In a way, this is a sort of stress test for data ethics commitments. And tests like this create a dilemma for insurance executives. On the one hand, do we take the test, sign the code and make the changes, which then sends a message to internal and supplier audiences ; or do we not take the test and not sign the code, which then sends a message to external audiences, investors being one of them.
Getting the Leadership Right
There’s a lot of activity around AI ethics at the moment – announcements from the White House in the US, AI Safety summits in the UK and an AI act on the horizon in Europe. There will be few insurance executives who have not watched this and wondered how this applies to their work.
This raised profile for AI / data ethics will move some of those insurance executives to want to have a say in it all from an insurance perspective, perhaps at a forum or a conference. This is great of course, as this type of support sends signals down to middle management about what they should be paying attention to.

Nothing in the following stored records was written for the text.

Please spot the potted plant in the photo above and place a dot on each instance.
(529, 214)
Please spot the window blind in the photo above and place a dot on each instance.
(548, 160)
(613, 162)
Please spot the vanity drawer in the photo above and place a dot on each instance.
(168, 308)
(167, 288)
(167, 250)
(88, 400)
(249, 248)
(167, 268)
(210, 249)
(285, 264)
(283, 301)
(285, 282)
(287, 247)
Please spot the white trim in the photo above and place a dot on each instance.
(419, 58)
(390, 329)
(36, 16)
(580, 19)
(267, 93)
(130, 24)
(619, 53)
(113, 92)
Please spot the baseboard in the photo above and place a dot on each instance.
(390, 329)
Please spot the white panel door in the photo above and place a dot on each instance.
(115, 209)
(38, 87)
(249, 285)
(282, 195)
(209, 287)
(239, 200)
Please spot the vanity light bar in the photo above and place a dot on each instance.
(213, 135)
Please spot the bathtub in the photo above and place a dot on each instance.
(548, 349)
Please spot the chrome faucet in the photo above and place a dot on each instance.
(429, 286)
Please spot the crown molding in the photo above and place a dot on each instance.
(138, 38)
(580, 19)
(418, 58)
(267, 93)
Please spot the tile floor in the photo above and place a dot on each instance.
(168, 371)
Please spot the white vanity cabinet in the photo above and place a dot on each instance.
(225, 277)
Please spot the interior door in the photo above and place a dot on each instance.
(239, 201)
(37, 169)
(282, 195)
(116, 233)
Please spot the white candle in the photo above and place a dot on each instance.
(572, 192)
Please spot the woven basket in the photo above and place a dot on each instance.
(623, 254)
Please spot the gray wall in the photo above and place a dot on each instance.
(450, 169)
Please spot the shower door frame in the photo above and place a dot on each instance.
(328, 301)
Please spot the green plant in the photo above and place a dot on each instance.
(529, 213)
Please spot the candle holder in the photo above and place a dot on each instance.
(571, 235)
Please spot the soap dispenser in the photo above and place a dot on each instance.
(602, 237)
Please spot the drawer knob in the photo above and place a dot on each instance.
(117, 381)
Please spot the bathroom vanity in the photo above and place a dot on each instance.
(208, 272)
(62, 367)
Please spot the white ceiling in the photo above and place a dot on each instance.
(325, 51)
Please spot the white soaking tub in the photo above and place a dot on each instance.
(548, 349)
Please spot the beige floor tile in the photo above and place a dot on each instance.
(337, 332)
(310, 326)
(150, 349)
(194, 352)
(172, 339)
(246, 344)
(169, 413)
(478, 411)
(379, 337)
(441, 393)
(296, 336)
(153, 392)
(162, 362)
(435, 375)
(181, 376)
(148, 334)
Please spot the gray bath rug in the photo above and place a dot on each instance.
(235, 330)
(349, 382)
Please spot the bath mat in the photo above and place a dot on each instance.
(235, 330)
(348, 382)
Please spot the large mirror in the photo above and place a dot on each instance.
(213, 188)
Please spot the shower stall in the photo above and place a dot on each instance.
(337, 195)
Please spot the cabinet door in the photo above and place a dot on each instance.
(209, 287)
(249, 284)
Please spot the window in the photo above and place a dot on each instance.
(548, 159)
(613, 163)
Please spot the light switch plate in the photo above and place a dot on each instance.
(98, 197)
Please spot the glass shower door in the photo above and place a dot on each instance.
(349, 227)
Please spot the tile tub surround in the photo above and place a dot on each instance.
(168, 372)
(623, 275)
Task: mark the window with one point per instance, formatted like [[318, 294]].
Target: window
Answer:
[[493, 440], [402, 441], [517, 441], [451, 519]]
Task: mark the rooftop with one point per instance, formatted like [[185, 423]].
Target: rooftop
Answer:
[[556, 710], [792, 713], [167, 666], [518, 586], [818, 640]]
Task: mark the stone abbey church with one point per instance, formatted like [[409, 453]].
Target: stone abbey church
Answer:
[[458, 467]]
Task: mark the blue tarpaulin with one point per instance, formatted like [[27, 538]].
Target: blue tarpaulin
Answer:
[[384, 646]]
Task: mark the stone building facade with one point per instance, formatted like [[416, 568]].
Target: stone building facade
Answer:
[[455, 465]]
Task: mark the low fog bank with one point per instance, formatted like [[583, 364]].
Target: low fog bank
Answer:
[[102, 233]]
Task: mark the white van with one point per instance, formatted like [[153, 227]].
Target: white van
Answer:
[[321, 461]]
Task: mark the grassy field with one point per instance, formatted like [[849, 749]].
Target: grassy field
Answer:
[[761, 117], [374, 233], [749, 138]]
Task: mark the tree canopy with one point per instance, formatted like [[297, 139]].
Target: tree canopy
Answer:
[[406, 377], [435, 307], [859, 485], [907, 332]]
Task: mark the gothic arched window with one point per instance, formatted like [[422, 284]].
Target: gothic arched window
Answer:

The hard decision here is perhaps an unexpected one, in that it involves the leadership team thinking carefully about the role they should play in their firm’s approach to data ethics. Some executives will want to act on their personal interest in data ethics, but that would be a mistake. There’s nothing wrong with ethical leadership, but it has a limited and relatively short term impact on what their firm’s delivers on data ethics. What their firm needs (and it’s a subtle but important difference) is leadership on ethics.
The difference is that leadership on ethics involves the executive doing what they’re paid to do, which is to give leadership to something, in this case data ethics. Ethical leadership is an aspect of the character of leadership that the executive delivers. I explain this in more detail in this guide about five key aspects of leadership on ethics.
To Sum Up
It’s great to see that data ethics initiatives are about to emerge in the insurance sector. They will help insurers learn more about what data ethics involves, and about how to embed it into their digital strategies and decision systems. In making this happen, some hard decisions will be faced, and I’ve highlighted four of them here.
Perhaps the most important one is the one I’ve just covered - ‘getting the leadership side right’. It will be a big influence on the other three. The hardest of those other three will be ‘time and expectation’, for it will put some insurance executives ‘between a rock and a hard place’. Some form of external input (more here) for handling this will make a big difference.